In 2009 the Kurds were allowed to export for a few months. From June to October 2009 the Oil Ministry okayed Kurdish exports from the Tawke and Taq Taq fields. Together they produced 60,000-90,000 barrels a day, with 40,000-60,000 barrels going to exports. Problems developed over who would pay the companies running the two fields, Baghdad or the KRG, which eventually led to the deal between the two sides to breakdown. In early 2010 there were talks to renew exports, but they were put on hold until after a new government was formed.
The Kurds have grown impatient since then and have tried to nudge Baghdad back to the negotiating table. The first move was to go public with its oil smuggling to Iran, to show that the region was already capable of foreign sales even if they were illegal. Second, was Minister Hawrami’s claim that the KRG could produce 1 million barrels a day. That was meant to show the Oil Ministry the potential Kurdistan has. The problems with the first move were that the Kurds have been shipping oil to Iran since the 1990s, the amounts are relatively small, and the announcement only infuriated Baghdad rather than pushed the two sides together. The Natural Resource Minister’s statement to the press was more serious since Kurdistan does have roughly one-quarter of Iraq’s oil reserves. Experts however, doubt that the KRG has the capacity to produce 1 million barrels a day within 4-5 years. In 2009 for example, it was reported that the Taq Taq field only had a capacity to produce 30,000 barrels a day, which could be doubled in a year. The other operating field, Tawke is a little larger, but together they do not have the potential Minister Hawrami claimed. A more realistic amount might be 500,000 barrels a day. Kurdistan is also not connected to the northern pipeline, so all of its oil has to be shipped by truck, severely limiting its exports. Finally, the foreign energy companies are beginning work on the deals they signed last year, and the Oil Ministry claims that they can boost production to 12 million barrels a day. That lessons the appeal of compromising with the KRG because Baghdad believes it can achieve a dramatic increase in oil and revenues on its own.

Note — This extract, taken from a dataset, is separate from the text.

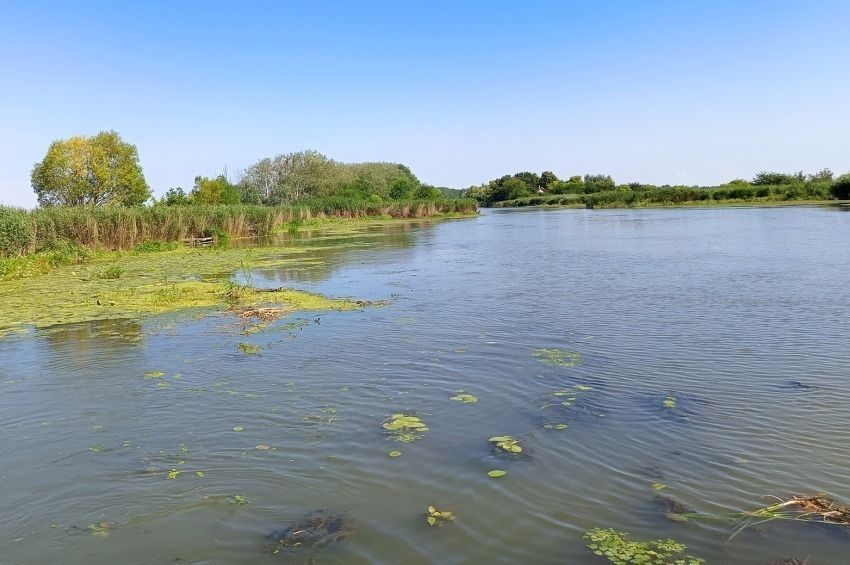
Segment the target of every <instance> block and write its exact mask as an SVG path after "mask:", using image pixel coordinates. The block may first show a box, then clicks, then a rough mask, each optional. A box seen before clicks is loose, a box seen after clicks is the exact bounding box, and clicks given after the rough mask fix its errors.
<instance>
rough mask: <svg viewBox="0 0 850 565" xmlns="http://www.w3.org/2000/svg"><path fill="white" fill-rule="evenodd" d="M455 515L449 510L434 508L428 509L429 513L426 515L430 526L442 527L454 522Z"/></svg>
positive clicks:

The statement by the Kurdish Natural Resource Minister was just the latest attempt by the KRG to push Baghdad back to the negotiating table over exports. Unfortunately, there will be little movement on the issue until a ruling coalition is put together, ministries are divided up amongst parties, and the new premier and oil minister decide on their policies. Until then, the Kurds will just have to wait before there is a breakthrough between the central and regional governments over oil.